Nel polo di Cremona, i veri protagonisti sono stati gli studenti del corso di laurea magistrale in Music and Acoustic Engineering.
Obiettivo del percorso, la progettazione di dispositivi acustici passivi e lo studio del comportamento sonoro degli spazi.
“Nello specifico abbiamo appreso le tecniche di misura per capire come risponde acusticamente una stanza – spiega Andrea Crisafulli, studente del corso -. In seguito abbiamo analizzato l’ambiente in cui ci trovavamo utilizzando vari segnali, sia in bassa sia in alta frequenza. Infine, abbiamo progettato dei risonatori di Helmholtz che assorbono le frequenze per noi fastidiose, restituendo una risposta acustica della stanza molto più omogenea“.
Dopo una prima parte teorica, i ragazzi — accompagnati da docenti ed esperti — sono entrati nel vivo delle attività all’interno del nuovo Sound and Music Computing Lab. Per gli studenti si è trattato di un’esperienza unica e altamente formativa, soprattutto in ottica futura.

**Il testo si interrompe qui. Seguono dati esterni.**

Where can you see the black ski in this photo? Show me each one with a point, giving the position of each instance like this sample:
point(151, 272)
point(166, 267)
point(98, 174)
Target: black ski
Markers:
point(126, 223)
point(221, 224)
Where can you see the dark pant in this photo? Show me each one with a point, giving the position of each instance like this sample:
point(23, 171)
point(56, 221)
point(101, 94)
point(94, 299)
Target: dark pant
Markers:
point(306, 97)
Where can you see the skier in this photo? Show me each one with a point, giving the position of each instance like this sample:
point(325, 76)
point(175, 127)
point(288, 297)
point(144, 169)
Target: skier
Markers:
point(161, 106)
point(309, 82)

“Passion in Action è stata una grande opportunità – aggiunge Crisafulli -. Ci ha permesso di applicare concretamente molti concetti che di solito affrontiamo solo sui libri, confrontandoci con professionisti del settore. Abbiamo utilizzato le tecniche, le procedure e la strumentazione reale impiegata nelle misurazioni di Room Acoustics, sfruttando al massimo gli spazi e le tecnologie che il nuovo polo e i laboratori offrono“.
Al fianco degli studenti c’era anche Letizia Chisari, ingegnere elettrico, ex studentessa del Politecnico e oggi tra i tutor del progetto.

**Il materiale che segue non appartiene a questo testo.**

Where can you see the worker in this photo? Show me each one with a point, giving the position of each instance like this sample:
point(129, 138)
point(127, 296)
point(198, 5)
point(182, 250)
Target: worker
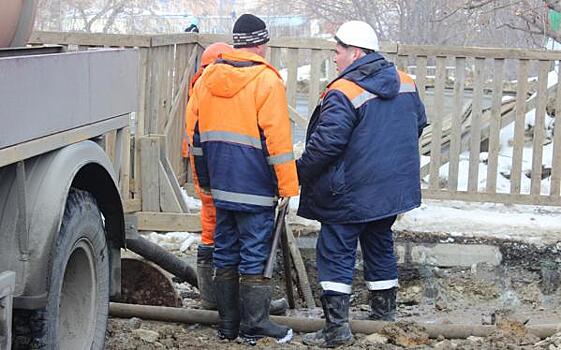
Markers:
point(359, 170)
point(208, 212)
point(242, 145)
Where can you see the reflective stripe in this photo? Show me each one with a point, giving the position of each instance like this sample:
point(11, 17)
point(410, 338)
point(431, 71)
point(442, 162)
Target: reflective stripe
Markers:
point(407, 88)
point(362, 99)
point(228, 136)
point(196, 151)
point(336, 287)
point(381, 285)
point(243, 198)
point(280, 158)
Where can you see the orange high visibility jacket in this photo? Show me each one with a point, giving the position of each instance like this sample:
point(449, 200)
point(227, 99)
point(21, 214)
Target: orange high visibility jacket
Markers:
point(241, 133)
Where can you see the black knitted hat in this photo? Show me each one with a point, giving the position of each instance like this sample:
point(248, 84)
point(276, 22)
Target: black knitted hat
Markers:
point(249, 31)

“In questi mesi abbiamo offerto agli studenti una panoramica sulla progettazione reale dei moderni dispositivi acustici e sugli aspetti normativi che consentono di sintonizzare un ambiente in base al suo specifico utilizzo – afferma in merito -. Molto spesso nei percorsi di studio si avverte una carenza a livello pratico: non poter sperimentare direttamente ciò che si studia limita, di fatto, l’apprendimento“.
“Anche da ex studentessa — prosegue Chisari — posso confermare che si tratta di una grande occasione. Confrontarsi con professionisti che si occupano di acustica permette di analizzare casi reali, comprendendo gli errori più comuni e i limiti pratici del mestiere. L’idea era proprio quella di consentire ai ragazzi di completare il design passivo dell’ambiente in cui si trovano. Hanno avuto un ruolo attivo e siamo davvero entusiasti del risultato: siamo riusciti a concretizzare tutti i nostri obiettivi. Gli studenti sono soddisfatti, anche perché di questo lavoro ne beneficeranno direttamente loro e le future classi che verranno“.